In a fascinating retro-cultural coincidence, the release of veteran organist and renowned educator Radam Schwartz’s unique and fascinating album Saxophonist Quartet Music (featuring his compositions and arrangements) releases just after actor Kevin Bacon returned to the Utah high school where Footloose was shot to mark the iconic film’s 40th anniversary.


It’s doubtful that anyone there heard Schwartz’s punchy, staccato, whimsy filled sax quartet twist on the movie’s classic #1, Grammy nominated hit “Let’s Hear It For The Boy” (which kicks off the winsome collection), but if any of the kids there did, they would be up grooving and dancing as if it were simply an artsier, jazzier take on the Deniece Williams version.

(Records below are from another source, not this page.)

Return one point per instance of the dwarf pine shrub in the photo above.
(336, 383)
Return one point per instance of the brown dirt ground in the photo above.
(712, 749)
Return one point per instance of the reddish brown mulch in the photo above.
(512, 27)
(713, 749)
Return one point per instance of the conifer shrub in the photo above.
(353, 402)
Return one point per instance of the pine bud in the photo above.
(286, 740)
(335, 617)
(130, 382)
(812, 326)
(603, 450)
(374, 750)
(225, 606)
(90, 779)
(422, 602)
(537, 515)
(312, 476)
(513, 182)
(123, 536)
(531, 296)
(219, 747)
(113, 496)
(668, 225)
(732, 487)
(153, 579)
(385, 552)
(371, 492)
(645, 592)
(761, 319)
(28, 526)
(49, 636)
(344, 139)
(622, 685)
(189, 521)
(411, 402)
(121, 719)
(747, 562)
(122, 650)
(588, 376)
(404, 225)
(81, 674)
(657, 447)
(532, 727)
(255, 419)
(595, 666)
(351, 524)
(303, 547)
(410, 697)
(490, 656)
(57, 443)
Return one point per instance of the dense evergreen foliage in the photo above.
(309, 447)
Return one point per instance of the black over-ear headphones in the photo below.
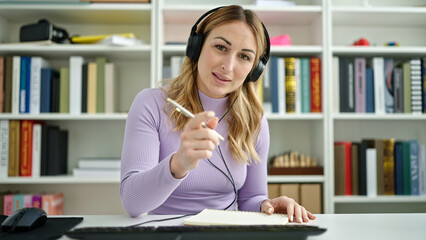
(195, 43)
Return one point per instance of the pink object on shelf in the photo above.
(283, 40)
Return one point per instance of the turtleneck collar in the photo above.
(218, 105)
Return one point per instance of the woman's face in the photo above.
(227, 57)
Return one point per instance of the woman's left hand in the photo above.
(287, 206)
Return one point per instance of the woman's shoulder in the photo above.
(151, 95)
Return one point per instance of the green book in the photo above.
(64, 90)
(406, 79)
(100, 84)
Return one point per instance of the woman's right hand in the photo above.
(196, 142)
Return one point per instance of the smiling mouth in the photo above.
(226, 80)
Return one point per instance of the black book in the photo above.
(84, 89)
(347, 84)
(362, 173)
(44, 150)
(54, 94)
(53, 150)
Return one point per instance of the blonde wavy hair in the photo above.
(244, 118)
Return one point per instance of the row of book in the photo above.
(51, 203)
(379, 167)
(292, 85)
(28, 84)
(306, 194)
(380, 85)
(30, 148)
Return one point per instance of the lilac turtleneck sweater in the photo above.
(149, 142)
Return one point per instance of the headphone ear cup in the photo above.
(255, 74)
(193, 48)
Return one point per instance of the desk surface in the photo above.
(339, 226)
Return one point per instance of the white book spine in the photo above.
(281, 85)
(76, 69)
(37, 63)
(16, 79)
(110, 88)
(379, 85)
(4, 148)
(371, 172)
(36, 150)
(336, 85)
(297, 73)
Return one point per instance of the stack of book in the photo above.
(32, 148)
(379, 167)
(51, 203)
(31, 85)
(98, 167)
(379, 85)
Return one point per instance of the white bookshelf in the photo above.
(318, 28)
(380, 22)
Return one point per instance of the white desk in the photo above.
(339, 226)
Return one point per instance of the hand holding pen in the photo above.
(196, 142)
(187, 113)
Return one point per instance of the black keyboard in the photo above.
(287, 232)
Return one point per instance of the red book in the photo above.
(26, 148)
(348, 166)
(316, 98)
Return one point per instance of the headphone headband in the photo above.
(195, 43)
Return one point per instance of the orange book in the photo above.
(53, 203)
(316, 97)
(26, 148)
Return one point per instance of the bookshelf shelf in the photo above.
(307, 116)
(296, 179)
(383, 51)
(59, 180)
(78, 13)
(379, 199)
(307, 50)
(354, 116)
(85, 50)
(379, 16)
(66, 116)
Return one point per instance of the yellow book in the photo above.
(95, 38)
(223, 217)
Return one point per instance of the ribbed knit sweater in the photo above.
(149, 142)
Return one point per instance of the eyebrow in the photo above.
(230, 44)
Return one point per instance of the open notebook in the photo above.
(223, 217)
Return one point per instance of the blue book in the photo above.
(423, 82)
(369, 90)
(274, 84)
(414, 163)
(389, 97)
(305, 77)
(398, 169)
(47, 74)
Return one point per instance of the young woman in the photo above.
(171, 164)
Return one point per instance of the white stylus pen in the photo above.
(187, 113)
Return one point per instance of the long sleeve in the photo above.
(146, 181)
(255, 191)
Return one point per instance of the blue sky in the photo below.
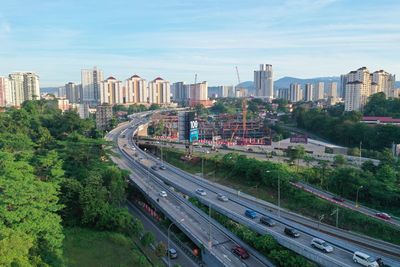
(176, 39)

Though best known as for his decades of organ bravura with everyone from Arthur Prysock, David “Fathead Newman” and Al Hibbler, Schwartz played sax back in high school and clearly still has an affinity for the vast melodic, harmonic and percussive potential instrument – or four (soprano, alto, tenor, baritone) as the case may be here. An influential jazz educator long dedicated to nurturing the talents of up and comers, Schwartz’s five originals and arrangements of three outside songs (including “With These Hands” and Kurt Weill and Ira Gershwin’s “My Ship”) are designed as showcases for three of his most talented former students from the Jazz Institute of New Jersey – Marcus G. Miller (soprano), Irwin Hall (alto) and Anthony Ware (tenor). Schwartz’s friend Max Schweiger (baritone) rounds out the incredibly intuitive, inventive and seamless quartet.


Highlights among the originals include the quirky, quick paced and charmingly adventurous “Sway In Rincon” (ode to a beautiful town on the West Coast of Puerto Rico); the exotic, Latin fired and exciting, high spirited “The Ancients,” which highlights the harmonic magic of the four horns while giving Hall a colorful solo spotlight; and the vibrant, life affirming celebration “As Long As You’re Remembered,” inspired by a West African proverb about leaving a legacy.